I really want to love a study that uses the term zettabyte without a trace of sarcasm but I am having a hard time with it. Perhaps somebody can set me straight, but I doubt it. This is the only thing I am going to hear about at work from my colleagues today, maybe all week, and it’s going to kill me. If you haven’t read Cisco’s VNI Forecast whitepaper or used the interactive tool (it’s cool) you should at least check it out. I can sum up the paper like so:
Cisco predicts an unfathomably large amount of data will be transmitted across the internet over the next four years but don’t worry; it is not at all self serving or in Cisco’s interests to drop massive unsubstantiated predictions on the public which can never be verified independently…
That’s perhaps a tad unfair at first blush but I think some scrutiny on this research effort is justified. After all, if I am going to be in a room full of experts day after day trotting out their latest pet statistic from the study (“hey, Pete! Did you know tentacle porn is estimated to grow to 97 exabytes in 2016?”) I think they deserve to have their annoying self importance backed up by good fundamentals; those start with the data and the methodology.

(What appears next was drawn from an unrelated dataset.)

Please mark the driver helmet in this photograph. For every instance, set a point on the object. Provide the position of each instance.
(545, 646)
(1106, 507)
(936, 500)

I sought the study methodology to understand what the margin of error for a paper like this might be. Are we talking about a solid zettabyte or did the authors of the project get to approximately 800 exabytes and phone it in from there? Spit out a crazy number and you get instant press, perhaps? One never can be too sure, so in a study about the growth of a worldwide network, written by a networking company I expected to see some math behind the methodology and statistics. What I got was this in the first step:
Step 1: Number of Users
The forecast for Internet video begins with estimations of the number of consumer fixed Internet users. Even such a basic measure as consumer fixed Internet users can be difficult to come by, as few analyst firms segment the number of users by both segment (consumer versus business) and network (mobile versus fixed). This year, the number of consumer fixed Internet users was not taken directly from an analyst source but was estimated from analyst forecasts for consumer broadband connections, data on hotspot users from a variety of government sources, and population forecasts by age segment. The number of Internet video users was collected and estimated from a variety of sources, and the numbers were then reconciled with the estimate of overall Internet users.
Somehow the phrase “we guessed” doesn’t sound as academic but it does have the advantage of economy and is distinctly more accurate. They have analyst forecasts for which their data is already problematic. Some of their data comes from government sources, (whose government?) and we have the rather vague statement about reconciling estimates up there. Whatever does that mean? It means they had two figures that disagreed on the number of users and they picked one.
Care to hazard a guess which number Cisco picked? I’ll give you a hint: it’s either the smaller or the larger number and they use the word “Zettabyte” in the paper.
The truth is that Cisco is probably close but I won’t be using these conclusions in any of my recommendations to clients. It’s not too difficult to figure out network traffic is exploding and 4x growth over 4 years is only a 58.7% CAGR, so these estimates are not outlandish. I can tell you from my own experience that unstructured data storage growth bounces between 40% and 70% per year, so as long as the number of zeroes is close, nobody will seriously question Cisco’s findings.
And that’s the problem; we should question the findings. The investment here by Cisco cannot be understated. Research and analysis takes time and money which is why a meta-analysis like this is often cheaper and faster. Their prose is clear and the interactive tool is very slick. Finally, the presentation layer is outstanding. It’s just that I am not certain I can trust the underlying data. Perhaps it would have been prohibitively expensive to contract out a survey from, say, Gallup, Pew or Harris Interactive. It’s not my money to spend but with one of those firms I might know they are confident to within a few percentage points how many billions of users might be accessing the Internet, streaming content and contributing to the zettabyte conclusion.
So while I think Cisco is probably close, I’m allergic to drawing conclusions the data does not support. The report for now is just an excuse for more tech journalists to whip out a pocket calculator and sound smart, just like my colleagues: “Hey, Pete…did you know a zettabyte is the same as 43,980,465,111 Blu-ray discs?!” Yet another reason I don’t read the industry press, as if I needed it.
If you’re thoroughly impressed with the study methodology and you care to comment, please keep in mind I just poked at the first step in their data collection and analysis approach. The remaining steps are no better. Until then, I need to go. I have to figure out how many copies of all Star Trek related media I could fit into a zettabyte. Probably just a few, I understand there were a lot of spinoffs.